Aynı ispat kuralları, hafta tatili ve ulusal bayram ve genel tatil ücret alacakları için de geçerlidir.
Somut uyuşmazlıkta; Mahkemece hükme esas alınan bilirkişi raporunda, tanıkların beyanlarının inandırıcı ve yeterli olmadığı, puantaj kayıtlarının da imzalı olmadığı belirtilerek günde 3 saat haftada 18 saat fazla çalışma yapıldığı, dini bayramların ilk günü hariç ulusal bayram ve genel tatil günlerinde ve hafta tatili günlerinde çalışıldığı kabul edilmiştir. Mahkemece de yapılan hesaplamadan takdiren %50 oranında indirim yapılarak sözkonusu alacaklar hüküm altına alınmış ise de; varılan sonuç dosya içeriği ile örtüşmemektedir.

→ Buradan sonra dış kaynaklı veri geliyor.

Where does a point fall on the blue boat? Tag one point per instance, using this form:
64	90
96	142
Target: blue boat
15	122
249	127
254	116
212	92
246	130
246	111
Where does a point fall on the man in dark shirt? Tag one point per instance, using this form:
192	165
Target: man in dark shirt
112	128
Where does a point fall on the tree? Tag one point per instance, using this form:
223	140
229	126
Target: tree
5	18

Dosya içeriğine göre davacı tanıkları ile davalı işveren arasında husumet bulunmakta olup bir başka deyişle bu tanıkların da aynı nedenle işverene karşı açmış oldukları davaları bulunmaktadır. Bu nedenle yan deliller ile desteklenmedikçe bu tanıkların beyanının hükme esas alınması mümkün değildir. Davacı tanıklarından ...’in dava dosyasında, fazla çalışma, hafta tatili ve ulusal bayram ve genel tatil ücreti alacağı taleplerinin reddine karar verilmiş olup bu karar Dairemizce davacı temyizine karşın onanmıştır. ( Dairemizin 2019/8821 esas numaralı ilamı). Davacı tanığı...’un dosyasında ise hafta tatili çalışmasının bulunmadığı kabul edilmiş, fazla çalışma ve ulusal bayram ve genel tatil ücreti alacağı ise puantaj kayıtlarına göre belirlenmiştir. Dairemizce bu kabul şeklinin bozma nedeni yapılmadığı anlaşılmaktadır. ( Dairemizin 2017/22542 esas numaralı ilamı). Davalı da tanık bildirmemiştir. Şu halde, tanık anlatımları ile sonuca gidilmesi mümkün değildir.

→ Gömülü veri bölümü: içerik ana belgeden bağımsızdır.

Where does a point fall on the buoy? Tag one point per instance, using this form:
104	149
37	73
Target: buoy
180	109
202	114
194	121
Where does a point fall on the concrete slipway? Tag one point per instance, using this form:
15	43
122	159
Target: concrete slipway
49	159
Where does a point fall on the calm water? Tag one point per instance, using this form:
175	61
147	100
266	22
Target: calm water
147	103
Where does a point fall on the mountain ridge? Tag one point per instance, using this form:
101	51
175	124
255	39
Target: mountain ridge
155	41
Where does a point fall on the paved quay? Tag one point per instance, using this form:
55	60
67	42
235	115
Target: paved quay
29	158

Öte yandan, dosya içerisinde bilgisayar çıktısı niteliğinde davalı işverence sunulan puantaj kayıtları bulunmaktadır. Mahkemece hükme esas alınan bilirkişi raporunda her ne kadar bu kayıtların imzalı olmaması nedeniyle dikkate alınamayacağı belirtilmiş ise de; davacı yönünden davada başka bir ispat aracı olmadığından, davalı yönünden de bu kayıtlar bizzat işverence dosyaya sunulduğundan; bu kayıtlara göre değerlendirme yapılarak fazla çalışma, hafta tatili ve ulusal bayram ve genel tatil ücreti alacağı olup olmadığı belirlenmeli, sonucuna göre karar verilmelidir.
Sözkonusu puantaj kayıtları genel olarak incelendiğinde, kayıtlarda günlük fiili çalışma süresinin buna göre de aylık çalışma saatinin belirtildiği, genel olarak haftanın bir gününün tatil gösterildiği, kayıtlar günlük bazda olduğundan çalışılan hafta tatili ve ulusal bayram ve genel tatil günlerinin bu kayıtlara göre tespitinin mümkün olduğu anlaşılmaktadır. Açıklanan nedenle, kayıtlar günlük olarak tek tek incelenerek davacının haftanın yedi günü çalıştığı belirtilen haftalar olup olmadığı ve ulusal bayram ve genel tatil günlerinde çalışma gösterilip gösterilmediği tespit edilmeli, çalışma varsa kayıtlara göre sonuca gidilmesi nedeniyle yapılan hesaplamadan indirim yapılmamalı ve davacının kararı temyiz etmemesi nedeniyle oluşan usuli kazanılmış hak da gözetilerek bir karar verilmelidir.
Fazla çalışma bakımından ise; puantaj kayıtlarında varsa hafta tatili ve ulusal bayram ve genel tatillerde çalışma bildirilen günler dışlanarak ancak kayıtlara yazılı günlük çalışma süresinin fiili çalışma süresi olduğu bu nedenle ara dinlenme süresi düşülmesine gerek bulunmadığı kabul edilerek her hafta için ayrı ayrı haftalık çalışma saati ve buna göre fazla çalışma hesabı yapılmalı, yine çalışma varsa kayıtlara göre sonuca gidilmesi nedeniyle yapılan hesaplamadan indirim yapılmamalı ve davacının kararı temyiz etmemesi nedeniyle oluşan usuli kazanılmış hak da gözetilerek bir karar verilmelidir.
Mahkemece bu hususlar gözetilmeden karar verilmesi hatalı olup bozmayı gerektirmiştir.
SONUÇ: Temyiz olunan kararın yukarıda yazılı sebeple BOZULMASINA, peşin alınan temyiz harcının istek halinde ilgiliye iadesine, 19.12.2019 gününde oybirliği ile karar verildi.